The build runs in a fixed order. A wide flour wrap, usually lavaş or a thin yufka-style sheet, goes down and gets a quick warming on the griddle so it turns pliable instead of cracking. A heap of freshly fried potatoes lands along one side while they are still hot. From there the standard street dressings go on: salt, often a dusting of pul biber, sometimes a smear of ketchup or mayonnaise, frequently a handful of shredded vegetables or pickles to give the roll some moisture and crunch. The wrap is then rolled tight and pressed seam-down on the heat so the outside firms and the fries inside steam slightly into the bread. Good execution means fries that are crisp going in and a wrap that is warmed but not scorched, so the first bite has both give and snap. Sloppy execution is unmistakable: limp fries packed in cold, a doughy unwarmed sheet, or so much sauce that the bread tears halfway through and the whole thing slumps into a wet bundle.

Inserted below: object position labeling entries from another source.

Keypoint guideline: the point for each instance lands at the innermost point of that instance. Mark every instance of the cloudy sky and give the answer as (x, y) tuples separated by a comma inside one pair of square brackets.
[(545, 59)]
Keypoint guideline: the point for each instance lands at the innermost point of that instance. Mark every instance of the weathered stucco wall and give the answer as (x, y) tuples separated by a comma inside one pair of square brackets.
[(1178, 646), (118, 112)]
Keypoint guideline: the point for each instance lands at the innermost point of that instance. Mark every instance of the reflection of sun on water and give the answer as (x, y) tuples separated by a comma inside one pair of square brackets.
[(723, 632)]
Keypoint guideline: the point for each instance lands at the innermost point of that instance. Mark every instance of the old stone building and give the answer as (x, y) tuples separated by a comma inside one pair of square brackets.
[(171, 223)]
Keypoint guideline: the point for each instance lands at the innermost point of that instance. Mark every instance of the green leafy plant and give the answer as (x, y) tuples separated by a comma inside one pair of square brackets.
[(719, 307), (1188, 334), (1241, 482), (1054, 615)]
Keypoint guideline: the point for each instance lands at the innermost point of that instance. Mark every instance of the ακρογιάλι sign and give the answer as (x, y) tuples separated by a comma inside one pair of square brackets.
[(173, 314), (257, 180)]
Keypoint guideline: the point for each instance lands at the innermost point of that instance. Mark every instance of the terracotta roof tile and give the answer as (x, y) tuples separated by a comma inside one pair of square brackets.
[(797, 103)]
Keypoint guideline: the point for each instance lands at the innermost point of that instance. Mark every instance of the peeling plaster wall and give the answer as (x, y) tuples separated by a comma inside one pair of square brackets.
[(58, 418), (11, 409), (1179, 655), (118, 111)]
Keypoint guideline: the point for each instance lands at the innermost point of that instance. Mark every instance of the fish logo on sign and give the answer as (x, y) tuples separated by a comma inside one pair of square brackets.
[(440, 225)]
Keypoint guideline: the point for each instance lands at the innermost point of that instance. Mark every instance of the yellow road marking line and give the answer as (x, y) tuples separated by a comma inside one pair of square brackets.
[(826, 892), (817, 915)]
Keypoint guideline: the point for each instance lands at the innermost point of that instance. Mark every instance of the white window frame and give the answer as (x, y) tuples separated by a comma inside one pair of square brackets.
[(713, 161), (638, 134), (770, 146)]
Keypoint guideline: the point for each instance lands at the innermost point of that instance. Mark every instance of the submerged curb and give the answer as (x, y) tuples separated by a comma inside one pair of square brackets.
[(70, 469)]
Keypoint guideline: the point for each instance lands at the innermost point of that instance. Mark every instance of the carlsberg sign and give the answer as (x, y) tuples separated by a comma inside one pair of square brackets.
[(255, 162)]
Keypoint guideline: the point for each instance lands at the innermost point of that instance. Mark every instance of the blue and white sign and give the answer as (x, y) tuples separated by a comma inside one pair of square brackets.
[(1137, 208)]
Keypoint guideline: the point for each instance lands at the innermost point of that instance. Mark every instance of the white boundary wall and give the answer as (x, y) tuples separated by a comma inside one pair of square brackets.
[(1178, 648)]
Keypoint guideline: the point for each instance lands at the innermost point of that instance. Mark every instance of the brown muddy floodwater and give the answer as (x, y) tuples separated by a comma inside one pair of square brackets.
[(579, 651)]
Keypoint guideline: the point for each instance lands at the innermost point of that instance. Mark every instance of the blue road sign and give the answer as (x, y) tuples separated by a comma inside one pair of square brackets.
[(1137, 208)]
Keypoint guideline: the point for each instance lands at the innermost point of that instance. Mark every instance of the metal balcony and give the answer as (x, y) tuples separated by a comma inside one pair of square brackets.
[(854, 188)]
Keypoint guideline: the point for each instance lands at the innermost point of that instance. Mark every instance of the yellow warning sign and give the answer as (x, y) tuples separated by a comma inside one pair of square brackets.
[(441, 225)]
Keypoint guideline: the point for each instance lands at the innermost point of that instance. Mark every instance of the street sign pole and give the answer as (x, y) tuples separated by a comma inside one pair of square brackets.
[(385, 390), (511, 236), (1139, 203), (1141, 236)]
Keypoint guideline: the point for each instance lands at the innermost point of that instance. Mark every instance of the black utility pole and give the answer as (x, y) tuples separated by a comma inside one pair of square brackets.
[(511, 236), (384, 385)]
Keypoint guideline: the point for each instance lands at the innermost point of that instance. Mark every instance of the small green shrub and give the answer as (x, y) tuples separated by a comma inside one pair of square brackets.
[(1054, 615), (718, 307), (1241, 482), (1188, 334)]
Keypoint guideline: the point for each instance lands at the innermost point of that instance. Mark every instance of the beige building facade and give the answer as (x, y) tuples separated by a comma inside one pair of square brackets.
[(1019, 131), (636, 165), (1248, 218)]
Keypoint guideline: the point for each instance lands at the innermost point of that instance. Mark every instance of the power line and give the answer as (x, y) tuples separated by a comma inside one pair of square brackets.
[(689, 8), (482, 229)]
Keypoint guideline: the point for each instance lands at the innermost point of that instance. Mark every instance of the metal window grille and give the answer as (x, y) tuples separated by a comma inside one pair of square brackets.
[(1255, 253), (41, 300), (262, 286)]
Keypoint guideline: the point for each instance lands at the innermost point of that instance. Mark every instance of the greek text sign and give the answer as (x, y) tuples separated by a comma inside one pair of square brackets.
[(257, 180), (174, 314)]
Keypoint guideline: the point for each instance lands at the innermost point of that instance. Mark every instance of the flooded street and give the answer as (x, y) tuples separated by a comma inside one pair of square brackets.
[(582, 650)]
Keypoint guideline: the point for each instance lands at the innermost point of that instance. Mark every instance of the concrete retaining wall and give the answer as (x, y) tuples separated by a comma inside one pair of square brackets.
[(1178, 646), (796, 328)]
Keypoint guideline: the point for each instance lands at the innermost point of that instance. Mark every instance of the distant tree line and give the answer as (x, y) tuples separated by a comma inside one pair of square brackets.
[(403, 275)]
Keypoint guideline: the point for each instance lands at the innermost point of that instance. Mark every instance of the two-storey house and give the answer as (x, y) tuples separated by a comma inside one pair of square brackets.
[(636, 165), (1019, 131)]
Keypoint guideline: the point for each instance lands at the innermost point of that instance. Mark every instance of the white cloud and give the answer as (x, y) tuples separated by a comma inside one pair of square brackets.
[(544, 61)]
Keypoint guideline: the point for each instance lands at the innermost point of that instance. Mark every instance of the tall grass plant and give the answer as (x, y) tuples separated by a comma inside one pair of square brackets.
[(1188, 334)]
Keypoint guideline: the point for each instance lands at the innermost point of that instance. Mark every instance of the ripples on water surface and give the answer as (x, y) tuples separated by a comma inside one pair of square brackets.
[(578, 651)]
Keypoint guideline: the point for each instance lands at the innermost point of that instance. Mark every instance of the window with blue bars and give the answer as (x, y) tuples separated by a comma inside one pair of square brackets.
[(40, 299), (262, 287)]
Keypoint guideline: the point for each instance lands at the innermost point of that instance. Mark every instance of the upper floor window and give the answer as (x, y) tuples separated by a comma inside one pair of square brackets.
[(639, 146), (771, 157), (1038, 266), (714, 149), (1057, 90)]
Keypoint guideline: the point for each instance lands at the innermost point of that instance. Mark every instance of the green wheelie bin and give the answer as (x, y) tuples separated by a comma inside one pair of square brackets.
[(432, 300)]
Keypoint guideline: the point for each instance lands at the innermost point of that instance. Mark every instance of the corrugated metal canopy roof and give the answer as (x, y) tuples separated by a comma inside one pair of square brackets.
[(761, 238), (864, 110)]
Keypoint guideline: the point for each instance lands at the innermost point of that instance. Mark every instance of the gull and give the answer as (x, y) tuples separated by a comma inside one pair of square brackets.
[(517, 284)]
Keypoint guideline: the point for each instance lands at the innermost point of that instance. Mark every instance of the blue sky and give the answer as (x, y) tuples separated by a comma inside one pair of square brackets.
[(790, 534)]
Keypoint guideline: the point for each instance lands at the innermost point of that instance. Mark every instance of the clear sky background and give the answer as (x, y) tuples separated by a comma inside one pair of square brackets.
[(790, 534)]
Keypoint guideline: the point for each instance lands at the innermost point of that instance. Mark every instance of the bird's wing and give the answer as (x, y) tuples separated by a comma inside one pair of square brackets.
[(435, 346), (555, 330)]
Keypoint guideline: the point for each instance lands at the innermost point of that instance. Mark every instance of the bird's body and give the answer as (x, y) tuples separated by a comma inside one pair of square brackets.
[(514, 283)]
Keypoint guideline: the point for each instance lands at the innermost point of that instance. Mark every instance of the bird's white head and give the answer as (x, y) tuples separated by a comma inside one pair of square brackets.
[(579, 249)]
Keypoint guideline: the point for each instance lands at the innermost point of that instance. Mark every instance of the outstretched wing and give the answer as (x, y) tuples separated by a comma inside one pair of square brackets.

Variations track what the cook has on hand and what the eater wants to spend. Some versions stay strictly meatless and lean on extra pickles, tomato, and a heavier hand with pul biber and dried herbs to carry the flavor. Others creep upward by adding cheese that melts against the hot potatoes, or a few slices of a grilled protein, at which point the price rises and the wrap stops being purely a budget item. The fry cut shifts the texture too, with thicker batons staying soft in the center and thin shoestrings going crisp throughout. The cheese-led cousin overlaps closely with Peynirli Dürüm and deserves its own article rather than being crowded in here. At its core this stays what it is: hot fries, a warm wrap, and the seasonings that make a pile of potatoes worth folding into bread.